All participants had evidence of genotypic and phenotypic resistance to raltegravir or elvitegravir. In addition, about 80% showed resistance to at least 2 nucleoside/nucleotide reverse transcriptase inihibitors (NRTIs), 75% had resistance to at least 1 NNRTI, 70% had 2 or more protease resistance mutations, and about 60% had virus that did not use the CCR5 coreceptor. However, they had to have at least 2 other active agents available so they could construct an optimized background regimen.

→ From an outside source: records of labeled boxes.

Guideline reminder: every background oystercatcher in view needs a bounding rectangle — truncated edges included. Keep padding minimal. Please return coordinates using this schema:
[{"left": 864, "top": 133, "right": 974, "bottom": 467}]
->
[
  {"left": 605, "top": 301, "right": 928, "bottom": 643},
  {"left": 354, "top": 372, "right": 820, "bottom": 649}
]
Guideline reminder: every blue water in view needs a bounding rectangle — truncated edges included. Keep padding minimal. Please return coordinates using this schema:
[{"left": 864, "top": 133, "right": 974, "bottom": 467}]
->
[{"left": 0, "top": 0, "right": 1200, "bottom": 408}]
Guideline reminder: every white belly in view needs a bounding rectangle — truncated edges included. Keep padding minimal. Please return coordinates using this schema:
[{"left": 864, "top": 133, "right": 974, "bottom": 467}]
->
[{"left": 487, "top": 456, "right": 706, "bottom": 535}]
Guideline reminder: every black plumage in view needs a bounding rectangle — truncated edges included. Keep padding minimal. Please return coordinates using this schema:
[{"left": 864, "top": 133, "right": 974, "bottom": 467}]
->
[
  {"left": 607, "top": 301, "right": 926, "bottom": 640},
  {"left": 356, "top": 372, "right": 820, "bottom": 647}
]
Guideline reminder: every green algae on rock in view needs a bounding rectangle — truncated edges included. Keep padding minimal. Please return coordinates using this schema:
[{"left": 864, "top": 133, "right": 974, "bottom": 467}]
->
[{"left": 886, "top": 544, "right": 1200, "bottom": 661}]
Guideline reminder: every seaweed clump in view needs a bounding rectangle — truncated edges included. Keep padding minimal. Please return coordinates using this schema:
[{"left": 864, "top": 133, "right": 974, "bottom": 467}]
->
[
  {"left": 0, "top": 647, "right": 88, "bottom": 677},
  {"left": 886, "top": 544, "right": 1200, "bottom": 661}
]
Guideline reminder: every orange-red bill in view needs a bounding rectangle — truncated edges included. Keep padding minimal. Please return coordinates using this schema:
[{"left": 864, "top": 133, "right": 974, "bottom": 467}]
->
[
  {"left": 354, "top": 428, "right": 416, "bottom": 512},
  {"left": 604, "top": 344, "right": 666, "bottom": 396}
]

- During the first 7 days, when dolutegravir was used as "functional monotherapy," mean HIV RNA levels declined by 1.4 log copies/mL.
- After optimizing their background regimen, 63% of participants were able to achieve undetectable viral load (HIV RNA < 50 copies/mL).
- 6 participants (3%) discontinued study drugs prematurely due to adverse events.
- The most frequently reported side effects were diarrhea, nausea, and headache, each occurring in no more than 5% of patients.
"A majority of the highly treatment-experienced subjects in VIKING-3 achieved suppression with dolutegravir-based therapy," the resarchers concluded. "Dolutegravir had a low rate of discontinuation due to adverse events at 50 mg [twice-daily] in this advanced patient population."
ViiV indicated in a press release that data from these Phase 3 trials would be submitted to global regulatory authorities to support dolutegravir's approval, starting by the end of 2012. ViiV previously revealed that it is working on a single-tablet regimen containing dolutegravir plus the NRTIs abacavir and lamivudine (the drugs in Epzicom).
Abstracts from the HIV11 Congress have been published in a supplement of the Journal of the International AIDS Society, which can be viewed online or downloaded at www.jiasociety.org/index.php/jias/issue/view/1461.
G Nichols, A Mills, R Grossberg, et al. Antiviral activity of dolutegravir in subjects with failure on an integrase inhibitor-based regimen: week 24 phase 3 results from VIKING-3. 11th International Congress on Drug Therapy in HIV Infection (HIV11). Glasgow, November 11-15, 2012. Abstract O232.
ViiV Healthcare. ViiV Healthcare Presents Phase III Data From VIKING-3 Study of Dolutegravir in HIV-1 Infected Integrase Inhibitor-Resistant Adults. Press release. November 13, 2012.